Interesting stuff I don’t have time to blog about

I spent so much time looking at Ron Paul, I ran out of time to say anything about other things I found interesting this morning. Here are quick links:

Obsessive health and safety regulations destroy Britain’s 400 year old Guy Fawkes celebrations.

Dennis Prager notes that education does not predictably turn out people who make good citizens and can, in fact, do the opposite.

Clarice Feldman points out media malaise when it comes to the Bush Administration’s important achievement regarding North Korea.

The Captain notes that Israel’s destruction is only one agenda item for Al Qaeda, and is unrelated to its quest to destroy or subjugate the West.

Thomas Sowell deconstructs the mindless phrase “make a difference.”

Obama believes in transparency for thee, but not for me.

Dick Morris translates Hillary-speak.

Christopher Chantrill writes a great article about real sacrifice and the S-CHIP debate.

Matt Sanchez writes about the unfortunate cascade of Republican gay sex scandals and Leftist charges about hypocrisy.

Today’s “Best of the Web Today,” which manages to hit on so many wonderful points, I can’t limit myself to one squiblet.

UPDATE:  I’m highlighting here an article I almost missed:  Mark Steyn on yet another high cost of illegal immigration, which is one of his best, and that’s very good indeed.

6 Responses

  1. I read the Dennis Prager article and it’s not very logical. It first declares that there’s no evidence of a link between higher education and moral decency — which is entirely correct but useless because we have no way of producing evidence to that effect. Instead, he offers anecdotal evidence (three of four leaders of the Einsatzgruppen had PhDs). Now, that’s interesting data, but I could just as easily use that kind of reasoning the other way around. Neither Stalin, nor Hitler, nor Pol Pot had much education. What does that prove about the link between education and moral decency? Absolutely nothing.

    Anecdotal evidence is only useful when there’s absolutely nothing else, and even then it has to be carefully evaluated. The most important question to ask is, “Was the evidence cherry-picked?” That is clearly the case with Mr. Prager’s article. I wish he would offer something to support his wild-eyed claims.

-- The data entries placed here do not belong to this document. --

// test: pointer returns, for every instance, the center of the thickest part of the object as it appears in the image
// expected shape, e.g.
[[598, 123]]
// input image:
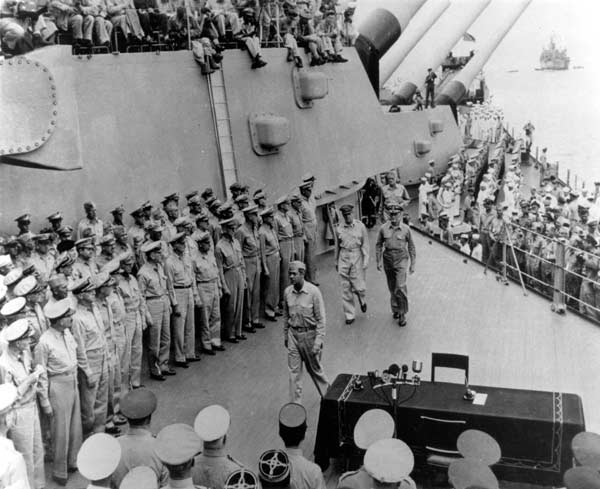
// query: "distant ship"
[[553, 57]]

  2. I don’t think Prager was trying to prove that absence of education equals morality. I think that, without going in depth, he was trying to remind us of the fallacy of believing that education and morality or human decency are the same thing — something you concede. Dodd, however, seems to believe the opposite. As it is, in a series of radio comments and articles, Prager has given more concrete examples of education that is unanchored to or antithetical to morality.

  3. By the way, although I found it interesting enough to link to here, I’ll agree that it’s not one of Prager’s best.

  4. OK, so we can agree that education has no relationship to moral growth. This is probably as it should be, given the range of beliefs on what constitutes moral growth. I believe that society has a right to use public schools to imbue its future citizens with whatever moral standards the strong majority feels are important.

    However, we can still agree, I hope, that education remains an important positive force in society. Equipping future citizens with good critical thinking skills and an appreciation of the increasingly complex world in which we live seems absolutely essential to our survival. Indeed, given the general acceptance of poor critical thinking skills (witnessed by Mr. Prager’s logical blunder), I fear for the future of our Republic.

  5. I think the real reason so many of ‘a certain age’ *cough-babyboomers-cough* sing high praise for ‘education’ is to try and convince people, especially themselves, that they stayed in academia ‘for education’ and not ‘to dodge the draft’.

    We cannot look at current academia to discover whether higher education leads to moral growth: most of our tenured professors only stayed in education to dodge the Vietnam Draft!

    It’s a skewed sample…. Skewed-up, in fact.

  6. Gray, if you have any evidence to support your claims, please present it. In the absence of such evidence, I will ask what motivates you to make such malicious speculations.